In [4]:
import pandas as pd
import numpy as np

## From https://github.com/ZhangQiuxue/Rosalind/blob/master/Textbook_05E.py
def global_alignment(v, w, scoring_matrix, sigma):
    '''Returns the global alignment of v and w subject to the given scoring matrix and indel penalty sigma.'''
    # Initialize the matrices.
    S = [[0]*(len(w)+1) for _ in range(len(v)+1)]
    backtrack = [[0]*(len(w)+1) for _ in range(len(v)+1)]

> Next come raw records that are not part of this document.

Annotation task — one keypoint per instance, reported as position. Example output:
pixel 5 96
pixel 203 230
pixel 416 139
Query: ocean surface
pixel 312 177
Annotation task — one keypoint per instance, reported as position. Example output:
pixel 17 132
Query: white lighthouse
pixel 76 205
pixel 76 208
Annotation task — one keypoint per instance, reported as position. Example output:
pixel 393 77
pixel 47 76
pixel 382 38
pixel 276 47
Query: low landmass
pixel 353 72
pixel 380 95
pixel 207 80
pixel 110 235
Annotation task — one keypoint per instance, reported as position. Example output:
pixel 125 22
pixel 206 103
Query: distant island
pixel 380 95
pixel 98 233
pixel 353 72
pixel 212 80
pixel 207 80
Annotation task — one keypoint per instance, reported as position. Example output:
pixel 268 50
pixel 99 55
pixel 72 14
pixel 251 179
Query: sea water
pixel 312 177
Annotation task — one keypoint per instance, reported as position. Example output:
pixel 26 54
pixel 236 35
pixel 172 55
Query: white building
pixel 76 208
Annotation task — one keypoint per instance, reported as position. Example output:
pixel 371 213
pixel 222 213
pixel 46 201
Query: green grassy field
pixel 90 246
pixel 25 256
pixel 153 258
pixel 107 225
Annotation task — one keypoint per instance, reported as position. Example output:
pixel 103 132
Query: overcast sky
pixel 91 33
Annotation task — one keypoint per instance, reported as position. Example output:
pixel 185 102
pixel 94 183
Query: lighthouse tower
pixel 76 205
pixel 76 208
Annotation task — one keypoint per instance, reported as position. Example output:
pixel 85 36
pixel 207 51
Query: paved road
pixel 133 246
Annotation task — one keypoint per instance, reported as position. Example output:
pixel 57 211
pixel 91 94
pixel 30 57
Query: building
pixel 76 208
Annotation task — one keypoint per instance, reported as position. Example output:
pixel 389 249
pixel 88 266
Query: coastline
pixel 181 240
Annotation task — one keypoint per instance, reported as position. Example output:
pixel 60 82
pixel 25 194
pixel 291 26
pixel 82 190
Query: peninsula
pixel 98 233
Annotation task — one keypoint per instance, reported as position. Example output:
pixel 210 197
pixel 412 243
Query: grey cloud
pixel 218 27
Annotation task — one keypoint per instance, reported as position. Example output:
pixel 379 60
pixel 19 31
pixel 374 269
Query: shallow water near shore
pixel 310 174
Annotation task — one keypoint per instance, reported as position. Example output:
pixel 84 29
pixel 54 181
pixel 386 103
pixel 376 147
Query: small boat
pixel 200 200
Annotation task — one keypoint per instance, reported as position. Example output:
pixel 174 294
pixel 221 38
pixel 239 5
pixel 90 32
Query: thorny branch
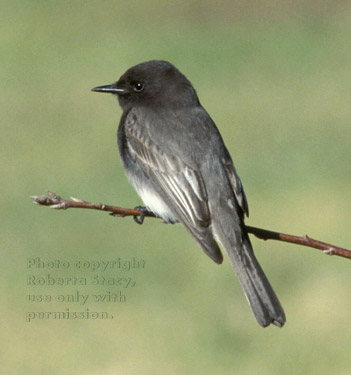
pixel 56 202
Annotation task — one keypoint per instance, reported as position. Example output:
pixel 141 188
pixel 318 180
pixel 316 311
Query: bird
pixel 175 158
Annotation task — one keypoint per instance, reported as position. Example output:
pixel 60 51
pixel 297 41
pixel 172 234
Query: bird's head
pixel 153 82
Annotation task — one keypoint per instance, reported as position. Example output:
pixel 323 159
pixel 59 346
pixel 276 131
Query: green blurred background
pixel 276 78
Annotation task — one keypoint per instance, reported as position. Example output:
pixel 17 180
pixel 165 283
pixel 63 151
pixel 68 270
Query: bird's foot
pixel 140 219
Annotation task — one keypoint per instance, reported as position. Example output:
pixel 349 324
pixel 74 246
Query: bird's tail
pixel 262 299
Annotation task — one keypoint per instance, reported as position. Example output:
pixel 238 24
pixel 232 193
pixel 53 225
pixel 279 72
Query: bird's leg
pixel 141 218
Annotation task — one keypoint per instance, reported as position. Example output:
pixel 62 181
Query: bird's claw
pixel 140 219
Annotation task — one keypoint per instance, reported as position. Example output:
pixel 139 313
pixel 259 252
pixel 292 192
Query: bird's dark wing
pixel 235 182
pixel 180 186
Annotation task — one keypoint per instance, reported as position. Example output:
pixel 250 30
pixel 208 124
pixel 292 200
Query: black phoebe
pixel 175 158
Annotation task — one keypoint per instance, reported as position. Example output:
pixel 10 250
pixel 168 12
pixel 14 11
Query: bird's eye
pixel 138 87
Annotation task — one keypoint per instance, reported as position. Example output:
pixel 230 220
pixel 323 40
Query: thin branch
pixel 58 203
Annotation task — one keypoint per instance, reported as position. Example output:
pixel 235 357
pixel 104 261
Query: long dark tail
pixel 262 299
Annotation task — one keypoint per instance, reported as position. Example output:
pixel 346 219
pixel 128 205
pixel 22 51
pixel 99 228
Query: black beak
pixel 112 89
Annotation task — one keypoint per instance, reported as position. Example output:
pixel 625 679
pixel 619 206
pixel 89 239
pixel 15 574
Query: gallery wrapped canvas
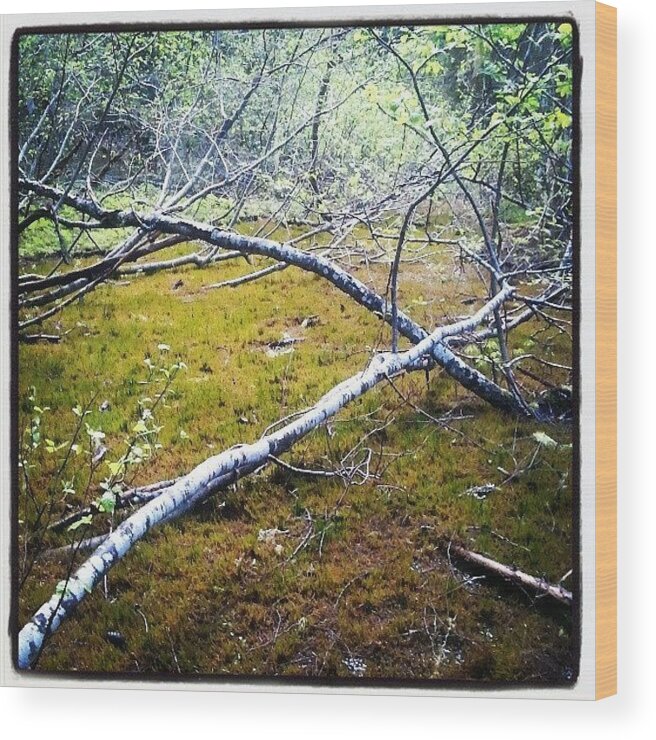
pixel 303 384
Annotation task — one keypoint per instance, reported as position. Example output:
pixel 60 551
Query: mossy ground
pixel 373 593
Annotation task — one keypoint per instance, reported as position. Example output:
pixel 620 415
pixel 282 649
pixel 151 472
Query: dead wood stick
pixel 512 574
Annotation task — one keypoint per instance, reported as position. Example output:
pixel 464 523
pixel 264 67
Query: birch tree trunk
pixel 220 470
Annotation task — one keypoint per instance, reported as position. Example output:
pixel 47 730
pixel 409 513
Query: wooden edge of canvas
pixel 606 351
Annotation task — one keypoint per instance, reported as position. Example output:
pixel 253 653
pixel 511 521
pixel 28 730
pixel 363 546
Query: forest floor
pixel 288 574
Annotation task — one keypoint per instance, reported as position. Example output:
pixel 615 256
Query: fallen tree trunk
pixel 440 354
pixel 216 472
pixel 512 574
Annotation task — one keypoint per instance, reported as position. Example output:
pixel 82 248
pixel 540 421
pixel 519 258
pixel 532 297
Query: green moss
pixel 373 581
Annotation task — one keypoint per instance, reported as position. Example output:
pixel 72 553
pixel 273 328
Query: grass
pixel 372 594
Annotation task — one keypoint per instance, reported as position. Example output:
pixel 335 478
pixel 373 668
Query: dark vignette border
pixel 283 681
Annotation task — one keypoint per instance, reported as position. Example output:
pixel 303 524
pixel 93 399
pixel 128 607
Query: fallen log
pixel 440 353
pixel 220 470
pixel 512 574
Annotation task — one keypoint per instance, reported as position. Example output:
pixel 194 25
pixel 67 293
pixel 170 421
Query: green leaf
pixel 545 440
pixel 140 427
pixel 81 522
pixel 107 503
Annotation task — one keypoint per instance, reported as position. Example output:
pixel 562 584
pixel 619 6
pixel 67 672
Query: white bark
pixel 217 471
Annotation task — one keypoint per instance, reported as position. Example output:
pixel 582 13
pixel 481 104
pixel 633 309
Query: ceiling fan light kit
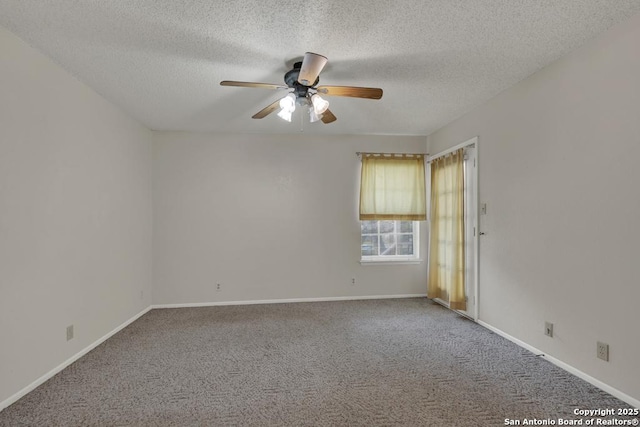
pixel 302 84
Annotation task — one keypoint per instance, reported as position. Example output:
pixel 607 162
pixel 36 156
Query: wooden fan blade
pixel 251 84
pixel 312 64
pixel 267 110
pixel 328 117
pixel 355 92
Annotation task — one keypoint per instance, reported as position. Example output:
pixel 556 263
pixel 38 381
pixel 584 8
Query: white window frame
pixel 395 259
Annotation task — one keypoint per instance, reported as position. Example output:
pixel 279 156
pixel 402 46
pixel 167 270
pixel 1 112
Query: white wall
pixel 559 173
pixel 75 216
pixel 268 217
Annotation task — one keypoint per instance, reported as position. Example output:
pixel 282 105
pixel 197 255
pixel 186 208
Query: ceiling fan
pixel 303 90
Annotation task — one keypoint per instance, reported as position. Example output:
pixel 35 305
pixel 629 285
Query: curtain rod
pixel 470 143
pixel 359 153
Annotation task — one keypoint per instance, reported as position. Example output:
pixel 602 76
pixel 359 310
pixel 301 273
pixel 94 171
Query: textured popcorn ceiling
pixel 162 60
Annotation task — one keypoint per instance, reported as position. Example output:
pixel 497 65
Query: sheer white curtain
pixel 393 187
pixel 446 234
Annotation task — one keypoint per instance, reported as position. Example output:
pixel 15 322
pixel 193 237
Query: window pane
pixel 406 226
pixel 369 227
pixel 388 244
pixel 386 226
pixel 369 245
pixel 405 244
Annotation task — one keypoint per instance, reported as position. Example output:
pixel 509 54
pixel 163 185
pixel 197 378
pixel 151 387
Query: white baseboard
pixel 588 378
pixel 288 300
pixel 14 398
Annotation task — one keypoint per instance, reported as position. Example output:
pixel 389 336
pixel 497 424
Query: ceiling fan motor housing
pixel 291 79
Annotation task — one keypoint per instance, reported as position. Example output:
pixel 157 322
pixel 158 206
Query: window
pixel 388 240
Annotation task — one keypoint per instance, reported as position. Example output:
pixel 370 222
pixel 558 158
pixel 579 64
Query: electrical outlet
pixel 548 329
pixel 603 351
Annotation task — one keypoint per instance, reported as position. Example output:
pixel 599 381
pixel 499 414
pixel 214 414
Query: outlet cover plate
pixel 603 351
pixel 548 329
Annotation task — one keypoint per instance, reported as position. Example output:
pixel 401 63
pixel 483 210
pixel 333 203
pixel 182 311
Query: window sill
pixel 390 261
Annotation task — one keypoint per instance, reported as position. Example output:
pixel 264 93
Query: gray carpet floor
pixel 406 362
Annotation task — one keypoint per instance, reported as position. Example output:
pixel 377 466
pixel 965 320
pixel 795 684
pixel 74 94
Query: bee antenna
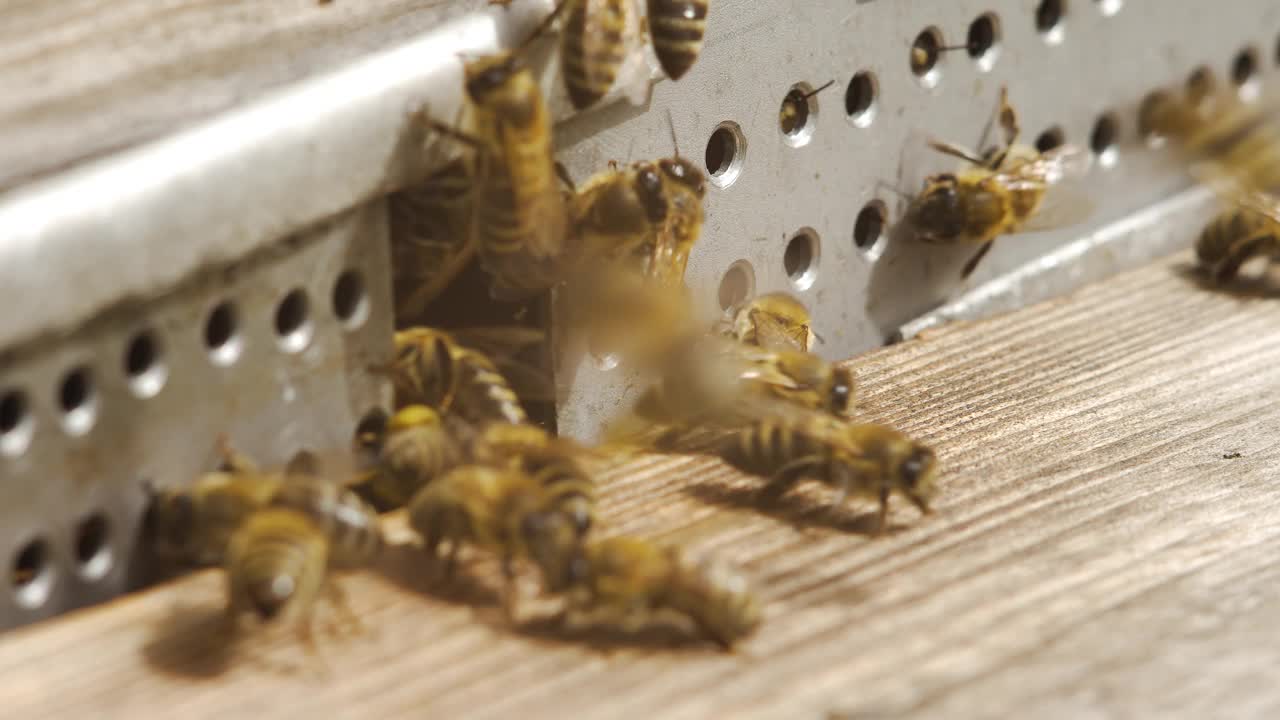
pixel 671 124
pixel 543 26
pixel 810 94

    # Initialize the edges with the given penalties.
    for i in range(1, len(v)+1):
        S[i][0] = -i*sigma
    for j in range(1, len(w)+1):
        S[0][j] = -j*sigma

    # Fill in the Score and Backtrack matrices.
    for i in range(1, len(v)+1):
        for j in range(1, len(w)+1):
            scores = [S[i-1][j] - sigma, S[i][j-1] - sigma, S[i-1][j-1] + blosum.loc[v[i-1]][w[j-1]]]
            S[i][j] = max(scores)
            backtrack[i][j] = scores.index(S[i][j])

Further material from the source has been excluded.